* * *
Пресса... сразу же разделилась на две части. Одна стала систематически заподазривать каждый шаг Временного правительства, другая -- так же систематически замалчивать его грехи, и неизвестно еще, что было вреднее.
Демагогия Некрасова вызывала крайнее негодование "буржуазных" журналистов весьма различных оттенков, но на вопрос, почему же это негодование не отражается на листах газет, отвечали неизменно: наш mot d'ordre {Лозунг (фр.) -- Примеч. ред.} -- поддерживать Временное правительство. Лишь много времени спустя, уже после того, когда даже Церетели резко разошелся с Некрасовым в понимании прерогатив министра и его подчиненных, появились наконец статьи против некрасовской демагогии, и то, кажется, только в одних "Биржевых ведомостях". Замалчивали все.

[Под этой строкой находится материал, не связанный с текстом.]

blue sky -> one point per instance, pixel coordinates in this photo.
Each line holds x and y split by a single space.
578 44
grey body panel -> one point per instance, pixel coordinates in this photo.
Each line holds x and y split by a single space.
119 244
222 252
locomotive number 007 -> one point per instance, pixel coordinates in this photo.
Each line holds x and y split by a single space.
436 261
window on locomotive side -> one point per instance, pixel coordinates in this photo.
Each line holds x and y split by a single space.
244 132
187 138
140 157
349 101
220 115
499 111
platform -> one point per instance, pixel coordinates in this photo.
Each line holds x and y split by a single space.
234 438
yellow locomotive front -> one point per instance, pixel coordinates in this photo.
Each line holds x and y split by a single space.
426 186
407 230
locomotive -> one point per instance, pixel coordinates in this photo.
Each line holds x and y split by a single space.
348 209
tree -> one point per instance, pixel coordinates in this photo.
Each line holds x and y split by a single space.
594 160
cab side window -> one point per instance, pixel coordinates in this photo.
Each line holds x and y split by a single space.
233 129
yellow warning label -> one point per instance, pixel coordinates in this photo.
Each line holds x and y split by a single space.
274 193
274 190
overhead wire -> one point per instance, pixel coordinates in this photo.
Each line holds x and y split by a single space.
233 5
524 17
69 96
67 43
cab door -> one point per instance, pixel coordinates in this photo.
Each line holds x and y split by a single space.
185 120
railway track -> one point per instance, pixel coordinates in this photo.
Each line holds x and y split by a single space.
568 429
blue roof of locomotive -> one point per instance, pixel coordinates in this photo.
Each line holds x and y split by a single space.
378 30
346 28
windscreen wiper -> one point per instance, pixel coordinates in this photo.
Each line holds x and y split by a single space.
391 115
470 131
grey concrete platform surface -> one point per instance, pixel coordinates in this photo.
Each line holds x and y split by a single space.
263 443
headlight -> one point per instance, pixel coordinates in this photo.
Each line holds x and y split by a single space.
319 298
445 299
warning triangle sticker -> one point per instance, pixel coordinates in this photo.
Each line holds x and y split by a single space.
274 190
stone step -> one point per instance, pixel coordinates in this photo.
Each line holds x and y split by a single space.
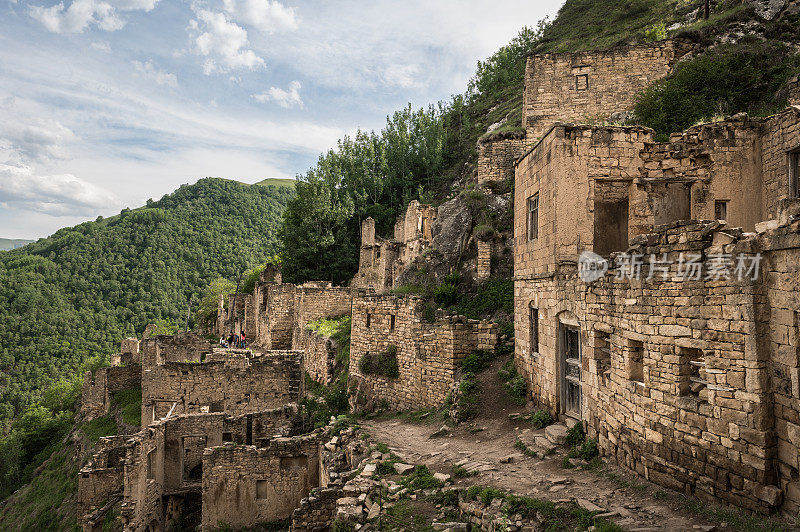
544 445
556 433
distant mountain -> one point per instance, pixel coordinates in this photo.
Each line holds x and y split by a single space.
13 243
278 182
76 293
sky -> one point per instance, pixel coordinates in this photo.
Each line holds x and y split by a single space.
106 103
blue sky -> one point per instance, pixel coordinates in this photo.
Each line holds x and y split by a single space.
106 103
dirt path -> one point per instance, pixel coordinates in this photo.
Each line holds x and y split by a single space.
487 443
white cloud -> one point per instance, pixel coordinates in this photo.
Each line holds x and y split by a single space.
81 13
284 98
404 76
265 15
224 44
56 195
102 46
149 71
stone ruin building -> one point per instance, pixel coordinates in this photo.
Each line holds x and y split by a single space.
692 382
689 380
429 355
381 261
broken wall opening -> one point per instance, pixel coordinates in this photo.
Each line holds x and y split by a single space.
671 202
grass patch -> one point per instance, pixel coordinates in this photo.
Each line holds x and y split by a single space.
129 403
553 516
458 471
728 79
99 427
541 418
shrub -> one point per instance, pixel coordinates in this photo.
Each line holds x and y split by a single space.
383 363
724 80
575 435
656 32
541 419
477 361
422 479
461 472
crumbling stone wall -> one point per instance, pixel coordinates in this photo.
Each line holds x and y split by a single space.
716 162
244 485
101 478
484 269
319 359
158 466
382 261
496 159
583 86
183 347
236 385
428 355
585 182
715 442
100 386
674 383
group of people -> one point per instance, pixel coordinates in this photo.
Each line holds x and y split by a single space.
234 340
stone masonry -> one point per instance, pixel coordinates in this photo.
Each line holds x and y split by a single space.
161 467
666 373
232 382
99 387
428 354
243 485
382 260
592 85
496 159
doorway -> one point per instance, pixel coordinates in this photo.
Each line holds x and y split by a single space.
570 370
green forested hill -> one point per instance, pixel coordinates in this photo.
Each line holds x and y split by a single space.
77 293
12 243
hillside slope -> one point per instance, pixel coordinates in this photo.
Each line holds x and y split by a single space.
75 294
12 243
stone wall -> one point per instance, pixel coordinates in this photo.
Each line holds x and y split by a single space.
587 86
484 268
319 359
236 385
160 465
674 384
496 159
99 387
382 261
101 478
245 485
428 354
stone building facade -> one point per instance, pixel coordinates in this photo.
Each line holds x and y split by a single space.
496 159
429 355
592 85
276 312
100 386
159 470
381 261
689 382
230 381
243 485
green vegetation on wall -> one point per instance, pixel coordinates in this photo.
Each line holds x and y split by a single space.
727 79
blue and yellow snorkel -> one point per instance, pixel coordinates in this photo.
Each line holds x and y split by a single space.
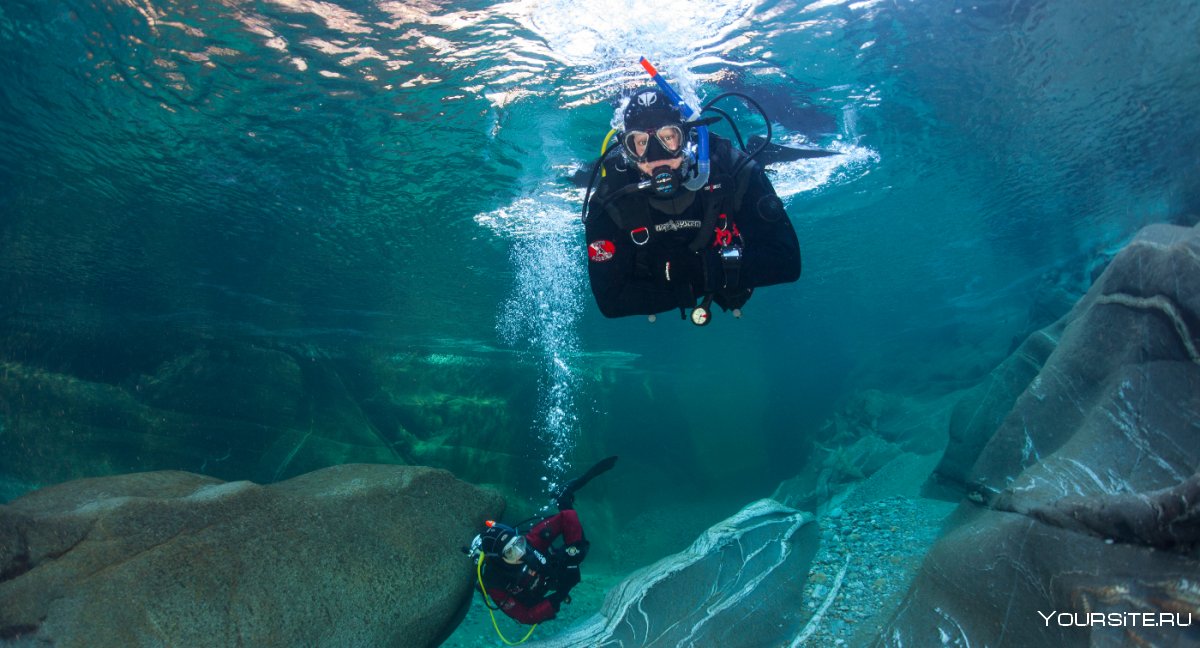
702 161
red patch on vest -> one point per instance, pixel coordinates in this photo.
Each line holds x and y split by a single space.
600 251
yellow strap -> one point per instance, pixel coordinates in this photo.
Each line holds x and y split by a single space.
604 148
479 574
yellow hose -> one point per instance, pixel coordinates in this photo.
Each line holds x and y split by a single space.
479 574
604 148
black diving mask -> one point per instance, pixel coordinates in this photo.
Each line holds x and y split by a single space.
661 143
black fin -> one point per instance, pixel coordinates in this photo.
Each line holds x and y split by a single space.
601 467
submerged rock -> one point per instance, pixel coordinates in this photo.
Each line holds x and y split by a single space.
355 555
1084 504
739 585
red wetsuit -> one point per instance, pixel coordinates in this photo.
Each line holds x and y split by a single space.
521 591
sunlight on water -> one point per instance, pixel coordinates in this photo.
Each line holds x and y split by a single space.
543 312
808 175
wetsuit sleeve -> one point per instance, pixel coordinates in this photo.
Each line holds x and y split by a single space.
523 613
772 252
622 285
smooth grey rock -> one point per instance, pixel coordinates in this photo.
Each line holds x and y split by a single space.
358 555
739 585
1085 499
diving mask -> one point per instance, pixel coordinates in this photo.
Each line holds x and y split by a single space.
661 143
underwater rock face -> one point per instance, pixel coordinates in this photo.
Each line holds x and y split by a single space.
359 555
1086 499
739 585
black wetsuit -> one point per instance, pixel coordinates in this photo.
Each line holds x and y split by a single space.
649 256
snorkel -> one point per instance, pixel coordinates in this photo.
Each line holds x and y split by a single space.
702 162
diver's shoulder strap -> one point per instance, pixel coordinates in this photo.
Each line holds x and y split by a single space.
627 207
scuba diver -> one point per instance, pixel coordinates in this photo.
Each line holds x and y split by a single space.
681 215
527 576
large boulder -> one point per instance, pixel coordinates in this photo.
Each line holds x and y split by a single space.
360 555
1085 501
739 585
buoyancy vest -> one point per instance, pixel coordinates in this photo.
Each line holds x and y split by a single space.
630 210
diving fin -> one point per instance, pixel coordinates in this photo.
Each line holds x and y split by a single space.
565 498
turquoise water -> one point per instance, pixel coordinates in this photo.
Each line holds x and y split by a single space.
383 189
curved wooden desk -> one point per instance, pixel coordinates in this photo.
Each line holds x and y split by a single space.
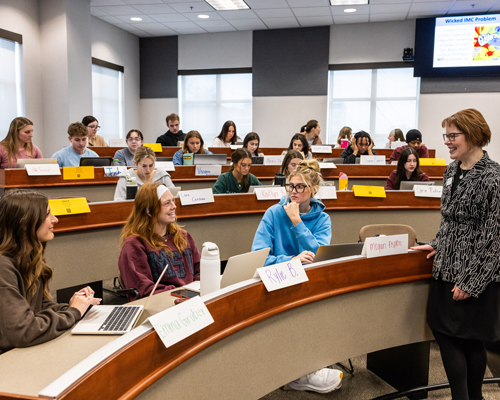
259 341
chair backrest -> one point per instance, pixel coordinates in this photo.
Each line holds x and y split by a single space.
388 229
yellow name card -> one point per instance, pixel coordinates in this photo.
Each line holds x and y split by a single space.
156 147
368 191
78 172
432 161
69 206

Не трогали даже нелепого Мануйлова, хотя в газетной среде имело большой успех mot {Острота (фр.) -- Примеч. ред.} одного из журналистов: "в моих глазах Кассо {Ультрареакционный министр народного просвещения при Николае II -- Примеч. ред.} оправдан, ибо он выгнал Мануйлова из Московского университета. Это, ей-богу, не было ни глупо, ни вредно для России".
Впрочем, господам министрам газет и некогда было читать. Одни, как, например, Коновалов, работали так, что едва урывали 4-5 часов на сон, другие носились с митинга на митинг и... ухаживали. Петербург -- великий сплетник, и амурные похождения некоторых из министров немало способствовали падению престижа власти. Конечно, все это частная жизнь, но "публика" любит быть очень строга к старшим и хочет, чтобы "излюбленные" люди были, как жена Цезаря. Пресса отвечала этому настроению -- и долгое время не появлялось в Петербурге не только что карикатур на министров, но даже и почтительной критики. Считалось непозволительным таких людей затрагивать. Некоторых же, как Керенского, возвели на такой пьедестал, что не могла у него не закружиться голова. Едва ли можно признать, что пресса, особенно буржуазная, была на высоте исторической своей задачи.